4 stratégies pour préserver ses salariés des PE
Protéger les plus fragiles
L’exposition des femmes enceintes doit être limitée au maximum. Certains perturbateurs endocriniens (PE) sont suspectés d’être nocifs pour le futur bébé (malformations de l’appareil génital, anomalies du développement, prématurité, maladies métaboliques…). Certains PE sont également susceptibles d’entraîner une baisse de fertilité chez les hommes et femmes en âge de procréer.
S’inspirer des schémas de prévention des agents chimiques dangereux
Les PE sont des agents chimiques. Même si leurs effets sur la santé sont parfois encore mal élucidés et si les risques qu’ils entraînent sont difficiles à établir, la prévention à mettre en œuvre en atelier ou sur chantier s’appuie sur les règles particulières applicables aux agents chimiques dangereux.
Repérer et substituer
La première étape consiste à repérer les PE et l’exposition des salariés associée. Ce n’est pas simple car les fiches de données de sécurité sont parfois incomplètes. À partir de 2025 et l’application de la nouvelle classification CLP, ce sera plus facile. La substitution, lorsqu’elle est possible, s’impose. Des bases de données et des documents de référence sont en cours d’élaboration pour aider les préventeurs.

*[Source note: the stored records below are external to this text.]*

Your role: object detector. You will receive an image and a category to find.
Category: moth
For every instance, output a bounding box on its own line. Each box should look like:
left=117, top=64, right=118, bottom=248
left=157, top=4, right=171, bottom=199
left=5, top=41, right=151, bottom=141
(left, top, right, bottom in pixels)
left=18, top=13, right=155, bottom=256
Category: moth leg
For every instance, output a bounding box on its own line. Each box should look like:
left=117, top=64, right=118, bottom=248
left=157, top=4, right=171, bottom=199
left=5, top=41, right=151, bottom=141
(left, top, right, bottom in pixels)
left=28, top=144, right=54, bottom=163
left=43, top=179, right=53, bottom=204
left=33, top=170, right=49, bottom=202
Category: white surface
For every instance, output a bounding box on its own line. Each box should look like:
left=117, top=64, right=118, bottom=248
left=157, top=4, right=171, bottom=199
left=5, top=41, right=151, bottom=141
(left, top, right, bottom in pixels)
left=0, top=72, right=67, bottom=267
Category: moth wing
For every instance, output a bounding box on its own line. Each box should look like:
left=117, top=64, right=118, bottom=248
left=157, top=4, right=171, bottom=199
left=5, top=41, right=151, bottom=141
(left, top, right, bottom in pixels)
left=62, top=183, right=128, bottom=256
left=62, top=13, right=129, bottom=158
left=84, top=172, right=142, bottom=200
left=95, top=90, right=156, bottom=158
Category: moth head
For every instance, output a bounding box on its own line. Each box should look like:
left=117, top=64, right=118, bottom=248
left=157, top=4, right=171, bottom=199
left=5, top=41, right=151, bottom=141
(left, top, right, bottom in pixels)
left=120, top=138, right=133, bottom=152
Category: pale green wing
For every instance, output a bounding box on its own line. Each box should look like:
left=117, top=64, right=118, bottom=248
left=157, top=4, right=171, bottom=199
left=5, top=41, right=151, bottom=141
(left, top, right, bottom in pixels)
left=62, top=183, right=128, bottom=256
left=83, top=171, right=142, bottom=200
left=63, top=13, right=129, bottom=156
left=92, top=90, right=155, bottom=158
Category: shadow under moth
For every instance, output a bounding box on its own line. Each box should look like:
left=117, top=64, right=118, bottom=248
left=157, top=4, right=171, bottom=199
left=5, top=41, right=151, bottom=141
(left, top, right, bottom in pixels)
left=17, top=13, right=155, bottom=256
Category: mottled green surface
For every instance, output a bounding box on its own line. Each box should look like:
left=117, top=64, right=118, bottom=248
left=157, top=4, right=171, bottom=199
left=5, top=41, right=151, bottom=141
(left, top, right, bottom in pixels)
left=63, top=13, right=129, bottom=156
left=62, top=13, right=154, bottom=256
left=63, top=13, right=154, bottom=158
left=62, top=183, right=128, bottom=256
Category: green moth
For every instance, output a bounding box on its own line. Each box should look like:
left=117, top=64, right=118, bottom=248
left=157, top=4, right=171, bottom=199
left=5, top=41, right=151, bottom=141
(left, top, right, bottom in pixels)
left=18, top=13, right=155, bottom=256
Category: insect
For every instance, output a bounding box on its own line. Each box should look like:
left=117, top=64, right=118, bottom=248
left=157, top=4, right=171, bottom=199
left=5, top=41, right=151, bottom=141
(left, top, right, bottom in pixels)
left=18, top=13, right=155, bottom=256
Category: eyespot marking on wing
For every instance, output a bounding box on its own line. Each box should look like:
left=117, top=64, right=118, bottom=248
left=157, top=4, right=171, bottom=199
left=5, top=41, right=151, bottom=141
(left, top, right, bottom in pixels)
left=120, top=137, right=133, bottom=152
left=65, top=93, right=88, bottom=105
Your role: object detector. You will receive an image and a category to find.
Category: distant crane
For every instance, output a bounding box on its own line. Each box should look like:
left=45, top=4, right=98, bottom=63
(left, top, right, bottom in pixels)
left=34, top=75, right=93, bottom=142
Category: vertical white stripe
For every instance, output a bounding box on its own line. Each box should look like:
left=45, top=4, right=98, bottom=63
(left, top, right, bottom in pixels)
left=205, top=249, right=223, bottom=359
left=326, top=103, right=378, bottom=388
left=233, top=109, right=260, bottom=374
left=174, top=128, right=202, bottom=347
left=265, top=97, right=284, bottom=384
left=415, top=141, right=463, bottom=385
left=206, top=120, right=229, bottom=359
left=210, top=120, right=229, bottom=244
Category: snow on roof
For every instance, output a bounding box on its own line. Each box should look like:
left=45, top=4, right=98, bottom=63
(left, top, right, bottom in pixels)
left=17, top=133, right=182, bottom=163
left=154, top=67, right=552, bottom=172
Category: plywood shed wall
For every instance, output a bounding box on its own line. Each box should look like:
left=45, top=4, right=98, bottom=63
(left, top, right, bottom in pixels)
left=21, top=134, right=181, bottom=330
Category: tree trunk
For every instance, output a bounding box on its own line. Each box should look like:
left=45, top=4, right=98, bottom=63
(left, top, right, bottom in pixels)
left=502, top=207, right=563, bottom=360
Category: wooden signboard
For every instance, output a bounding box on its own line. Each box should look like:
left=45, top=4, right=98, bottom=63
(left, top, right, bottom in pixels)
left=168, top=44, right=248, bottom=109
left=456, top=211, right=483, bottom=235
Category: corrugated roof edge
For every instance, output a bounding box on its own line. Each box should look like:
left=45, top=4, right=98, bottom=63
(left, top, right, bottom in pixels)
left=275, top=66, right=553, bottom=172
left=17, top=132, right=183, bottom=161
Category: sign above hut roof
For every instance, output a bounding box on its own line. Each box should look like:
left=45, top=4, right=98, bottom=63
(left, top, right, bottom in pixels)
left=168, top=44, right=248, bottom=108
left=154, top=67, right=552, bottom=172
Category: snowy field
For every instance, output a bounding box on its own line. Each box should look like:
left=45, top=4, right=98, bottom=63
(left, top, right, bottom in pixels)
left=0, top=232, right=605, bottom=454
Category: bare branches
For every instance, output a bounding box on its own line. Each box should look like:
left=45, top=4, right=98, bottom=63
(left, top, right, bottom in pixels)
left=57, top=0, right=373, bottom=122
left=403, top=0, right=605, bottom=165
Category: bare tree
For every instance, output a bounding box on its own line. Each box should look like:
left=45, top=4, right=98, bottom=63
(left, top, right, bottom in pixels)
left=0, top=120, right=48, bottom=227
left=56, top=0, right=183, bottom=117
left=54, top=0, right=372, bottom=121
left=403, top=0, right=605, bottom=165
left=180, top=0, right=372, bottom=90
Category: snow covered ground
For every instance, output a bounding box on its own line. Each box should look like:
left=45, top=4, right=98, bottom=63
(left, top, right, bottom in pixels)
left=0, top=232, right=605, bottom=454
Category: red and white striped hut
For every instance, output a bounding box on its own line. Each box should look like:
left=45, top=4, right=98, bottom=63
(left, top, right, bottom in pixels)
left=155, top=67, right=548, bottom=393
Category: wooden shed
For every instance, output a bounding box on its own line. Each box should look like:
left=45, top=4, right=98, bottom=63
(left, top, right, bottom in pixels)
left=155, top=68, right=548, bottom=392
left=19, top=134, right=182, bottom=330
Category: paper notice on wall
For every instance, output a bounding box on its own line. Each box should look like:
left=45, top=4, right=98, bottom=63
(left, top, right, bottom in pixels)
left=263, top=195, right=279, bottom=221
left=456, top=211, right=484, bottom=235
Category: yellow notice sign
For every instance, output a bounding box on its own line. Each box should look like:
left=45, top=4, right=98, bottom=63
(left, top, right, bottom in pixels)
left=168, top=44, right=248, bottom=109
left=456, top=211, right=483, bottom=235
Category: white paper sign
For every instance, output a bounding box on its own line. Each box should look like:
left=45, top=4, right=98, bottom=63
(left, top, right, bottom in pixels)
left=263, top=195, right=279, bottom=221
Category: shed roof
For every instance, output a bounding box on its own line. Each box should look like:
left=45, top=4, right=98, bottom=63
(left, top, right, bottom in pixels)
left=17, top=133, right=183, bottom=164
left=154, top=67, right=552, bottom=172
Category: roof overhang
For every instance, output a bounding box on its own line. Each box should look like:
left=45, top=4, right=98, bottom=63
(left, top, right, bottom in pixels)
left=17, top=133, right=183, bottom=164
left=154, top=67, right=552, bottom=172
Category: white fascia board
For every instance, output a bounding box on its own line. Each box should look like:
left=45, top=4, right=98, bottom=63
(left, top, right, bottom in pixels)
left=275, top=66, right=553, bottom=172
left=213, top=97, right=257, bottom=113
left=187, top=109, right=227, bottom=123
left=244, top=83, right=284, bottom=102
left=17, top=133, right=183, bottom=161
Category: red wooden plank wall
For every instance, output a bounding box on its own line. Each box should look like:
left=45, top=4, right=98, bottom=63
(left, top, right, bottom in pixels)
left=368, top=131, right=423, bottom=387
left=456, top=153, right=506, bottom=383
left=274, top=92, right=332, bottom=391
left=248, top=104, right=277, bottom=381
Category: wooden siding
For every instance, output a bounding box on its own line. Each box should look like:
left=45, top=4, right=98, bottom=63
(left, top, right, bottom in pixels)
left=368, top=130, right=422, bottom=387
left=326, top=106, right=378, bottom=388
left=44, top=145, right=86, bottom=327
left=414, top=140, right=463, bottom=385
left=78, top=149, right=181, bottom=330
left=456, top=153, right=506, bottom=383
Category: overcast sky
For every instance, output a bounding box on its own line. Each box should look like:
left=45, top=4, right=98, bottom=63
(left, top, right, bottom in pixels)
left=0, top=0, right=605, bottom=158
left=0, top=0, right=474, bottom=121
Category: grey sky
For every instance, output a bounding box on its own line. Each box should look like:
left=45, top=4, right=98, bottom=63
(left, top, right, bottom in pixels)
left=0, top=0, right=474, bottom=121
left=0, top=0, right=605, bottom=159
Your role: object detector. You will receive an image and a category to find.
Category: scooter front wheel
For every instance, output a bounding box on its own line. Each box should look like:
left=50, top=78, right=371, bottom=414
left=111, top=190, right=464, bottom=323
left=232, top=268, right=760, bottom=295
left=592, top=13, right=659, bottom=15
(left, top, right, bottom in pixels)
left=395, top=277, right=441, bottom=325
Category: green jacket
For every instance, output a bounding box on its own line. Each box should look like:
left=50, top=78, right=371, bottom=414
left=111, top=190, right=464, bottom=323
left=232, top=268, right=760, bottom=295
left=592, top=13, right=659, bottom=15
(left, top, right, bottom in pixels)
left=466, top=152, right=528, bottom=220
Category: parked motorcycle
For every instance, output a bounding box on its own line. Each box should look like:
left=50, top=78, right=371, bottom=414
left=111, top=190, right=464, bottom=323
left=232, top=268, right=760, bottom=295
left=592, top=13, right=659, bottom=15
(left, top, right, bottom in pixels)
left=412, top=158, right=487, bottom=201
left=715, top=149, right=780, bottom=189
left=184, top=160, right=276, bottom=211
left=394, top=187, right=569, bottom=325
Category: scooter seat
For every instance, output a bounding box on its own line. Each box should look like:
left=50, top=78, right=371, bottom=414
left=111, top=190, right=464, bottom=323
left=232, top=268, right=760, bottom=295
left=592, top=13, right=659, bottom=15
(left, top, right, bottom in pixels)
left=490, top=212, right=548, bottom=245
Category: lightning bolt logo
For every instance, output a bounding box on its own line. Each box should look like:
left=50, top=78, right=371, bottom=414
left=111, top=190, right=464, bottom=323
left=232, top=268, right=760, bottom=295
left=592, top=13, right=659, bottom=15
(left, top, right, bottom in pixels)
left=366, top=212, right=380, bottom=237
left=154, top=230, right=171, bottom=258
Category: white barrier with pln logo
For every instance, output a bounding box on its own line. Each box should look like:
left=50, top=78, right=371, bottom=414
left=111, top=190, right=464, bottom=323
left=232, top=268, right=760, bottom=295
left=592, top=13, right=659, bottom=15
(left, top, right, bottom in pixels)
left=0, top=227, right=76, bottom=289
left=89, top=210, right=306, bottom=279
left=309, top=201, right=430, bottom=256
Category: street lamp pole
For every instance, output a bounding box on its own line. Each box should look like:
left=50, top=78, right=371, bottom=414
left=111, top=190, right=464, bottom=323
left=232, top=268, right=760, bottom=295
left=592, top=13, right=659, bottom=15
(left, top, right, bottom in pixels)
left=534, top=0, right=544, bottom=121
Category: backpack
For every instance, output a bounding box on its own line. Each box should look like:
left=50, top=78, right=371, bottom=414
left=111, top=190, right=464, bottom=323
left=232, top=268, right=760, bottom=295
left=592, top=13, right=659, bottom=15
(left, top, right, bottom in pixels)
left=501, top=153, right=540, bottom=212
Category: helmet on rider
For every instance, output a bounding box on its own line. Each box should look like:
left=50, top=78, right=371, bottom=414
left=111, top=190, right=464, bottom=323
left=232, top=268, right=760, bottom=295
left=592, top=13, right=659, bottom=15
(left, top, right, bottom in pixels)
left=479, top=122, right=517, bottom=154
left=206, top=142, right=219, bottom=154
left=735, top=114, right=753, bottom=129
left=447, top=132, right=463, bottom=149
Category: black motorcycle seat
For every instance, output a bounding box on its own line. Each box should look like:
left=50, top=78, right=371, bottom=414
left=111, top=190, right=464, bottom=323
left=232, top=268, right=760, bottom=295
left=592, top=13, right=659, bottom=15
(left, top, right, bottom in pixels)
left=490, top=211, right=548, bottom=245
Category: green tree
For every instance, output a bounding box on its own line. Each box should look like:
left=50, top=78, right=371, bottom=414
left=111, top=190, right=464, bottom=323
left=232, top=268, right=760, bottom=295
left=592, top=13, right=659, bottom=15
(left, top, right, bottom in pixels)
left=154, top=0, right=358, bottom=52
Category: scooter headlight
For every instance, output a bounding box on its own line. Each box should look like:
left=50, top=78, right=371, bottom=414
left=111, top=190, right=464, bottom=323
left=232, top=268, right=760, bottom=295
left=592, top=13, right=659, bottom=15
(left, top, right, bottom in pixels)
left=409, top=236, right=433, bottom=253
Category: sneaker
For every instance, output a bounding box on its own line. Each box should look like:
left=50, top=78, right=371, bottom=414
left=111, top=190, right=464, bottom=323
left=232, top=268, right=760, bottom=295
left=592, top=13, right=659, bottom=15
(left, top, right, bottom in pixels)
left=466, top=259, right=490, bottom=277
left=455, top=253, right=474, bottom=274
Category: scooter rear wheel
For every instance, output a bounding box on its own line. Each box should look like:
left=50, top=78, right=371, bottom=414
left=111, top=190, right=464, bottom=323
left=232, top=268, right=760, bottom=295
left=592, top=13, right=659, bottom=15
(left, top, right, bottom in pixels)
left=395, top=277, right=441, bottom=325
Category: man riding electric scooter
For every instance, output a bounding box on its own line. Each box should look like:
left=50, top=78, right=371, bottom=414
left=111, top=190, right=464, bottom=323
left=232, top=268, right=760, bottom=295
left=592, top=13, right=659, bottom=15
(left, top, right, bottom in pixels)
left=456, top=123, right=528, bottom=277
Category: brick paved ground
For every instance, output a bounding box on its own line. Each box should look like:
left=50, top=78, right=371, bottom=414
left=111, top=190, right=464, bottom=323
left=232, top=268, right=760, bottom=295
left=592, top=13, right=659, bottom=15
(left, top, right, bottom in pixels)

Porter des EPI quand c’est nécessaire
Quand la substitution est impossible et la protection collective insuffisante, le port d’EPI est nécessaire pour éviter l’exposition aux PE. L’inhalation est la principale voie d'exposition aux PE sur les chantiers. Une exposition par voie cutanée est également possible. Ces substances peuvent aussi être ingérées.